Part of the challenge is to convert big-money donors into big-money raisers, and it's not always a sure bet. ''There's not always a correlation between somebody who can write you a $50,000 check and someone who can raise 25 $2,000 checks,'' Gephardt says. ''That's a very different human skill.''

Other Democrats also are working hard at bundling donations.
  • Sen. John Kerry of Massachusetts has created a ''Hall of Fame'' designation for his $100,000 bundlers. The campaign says there are about 10 members of the group so far, concentrated in Massachusetts, but he declines to disclose their names.
  • Howard Dean, the former Vermont governor, has benefited from supporters who can leverage their extensive contacts into campaign donations. Actor-director Rob Reiner raised $125,000 for Dean at an event at his house in Los Angeles on June 18.
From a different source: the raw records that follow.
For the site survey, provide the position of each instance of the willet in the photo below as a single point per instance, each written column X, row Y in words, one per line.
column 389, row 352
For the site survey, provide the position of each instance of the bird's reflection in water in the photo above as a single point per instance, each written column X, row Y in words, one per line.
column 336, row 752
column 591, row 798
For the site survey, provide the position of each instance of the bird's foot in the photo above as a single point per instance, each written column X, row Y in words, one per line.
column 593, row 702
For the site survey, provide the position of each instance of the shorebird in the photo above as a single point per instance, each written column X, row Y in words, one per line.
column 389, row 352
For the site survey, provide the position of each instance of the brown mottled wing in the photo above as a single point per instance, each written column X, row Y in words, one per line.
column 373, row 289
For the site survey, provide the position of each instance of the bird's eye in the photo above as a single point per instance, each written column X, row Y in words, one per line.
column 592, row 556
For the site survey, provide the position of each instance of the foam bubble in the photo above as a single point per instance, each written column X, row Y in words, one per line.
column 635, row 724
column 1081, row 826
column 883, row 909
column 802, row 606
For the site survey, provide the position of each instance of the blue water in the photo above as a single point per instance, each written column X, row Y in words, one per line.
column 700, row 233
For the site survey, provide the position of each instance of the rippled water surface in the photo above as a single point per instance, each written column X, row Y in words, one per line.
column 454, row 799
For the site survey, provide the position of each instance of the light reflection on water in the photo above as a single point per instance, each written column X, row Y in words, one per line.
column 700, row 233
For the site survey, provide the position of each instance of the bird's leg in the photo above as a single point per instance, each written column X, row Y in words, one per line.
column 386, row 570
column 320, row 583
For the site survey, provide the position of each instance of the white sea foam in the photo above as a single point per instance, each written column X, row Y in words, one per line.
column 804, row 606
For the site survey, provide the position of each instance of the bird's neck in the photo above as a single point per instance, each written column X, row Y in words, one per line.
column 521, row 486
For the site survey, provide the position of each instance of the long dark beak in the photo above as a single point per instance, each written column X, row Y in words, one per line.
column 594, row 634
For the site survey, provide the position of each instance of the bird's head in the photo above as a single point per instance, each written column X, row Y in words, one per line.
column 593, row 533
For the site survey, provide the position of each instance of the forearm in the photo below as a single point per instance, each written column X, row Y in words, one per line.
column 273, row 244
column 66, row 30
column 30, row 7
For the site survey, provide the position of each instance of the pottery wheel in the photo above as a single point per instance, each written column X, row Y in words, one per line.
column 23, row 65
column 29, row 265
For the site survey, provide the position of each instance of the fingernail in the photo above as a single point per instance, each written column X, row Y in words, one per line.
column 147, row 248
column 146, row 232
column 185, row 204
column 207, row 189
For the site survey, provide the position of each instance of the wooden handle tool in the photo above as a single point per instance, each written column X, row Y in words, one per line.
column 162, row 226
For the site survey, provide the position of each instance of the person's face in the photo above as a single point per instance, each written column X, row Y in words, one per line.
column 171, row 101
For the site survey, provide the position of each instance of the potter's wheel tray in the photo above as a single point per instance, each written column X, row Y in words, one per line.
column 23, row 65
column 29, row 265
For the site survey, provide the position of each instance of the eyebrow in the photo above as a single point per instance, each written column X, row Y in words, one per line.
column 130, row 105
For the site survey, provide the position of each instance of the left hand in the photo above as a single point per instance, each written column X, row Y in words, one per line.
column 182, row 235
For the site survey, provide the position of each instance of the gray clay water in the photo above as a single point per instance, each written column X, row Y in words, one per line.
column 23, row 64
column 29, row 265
  • Sen. John Edwards of North Carolina takes advantage of his connections as a plaintiff's lawyer through chief fundraiser Fred Baron, whose Dallas law firm has given heavily to the campaign. Baron's network is a wide one because he headed the Association of Trial Lawyers of America.
The Democratic and Republican parties are watching the process closely. The Democratic Senatorial Campaign Committee compared its 200,000-name donor list to a database of the wealthiest 5% of Americans and found one-fourth of the names matched.

The average contribution from those on the list? Forty-two dollars. ''We're asking them for the wrong amount of money,'' says executive director Andrew Grossman. Asking for more may require a personal touch -- as the Bush campaign already has shown.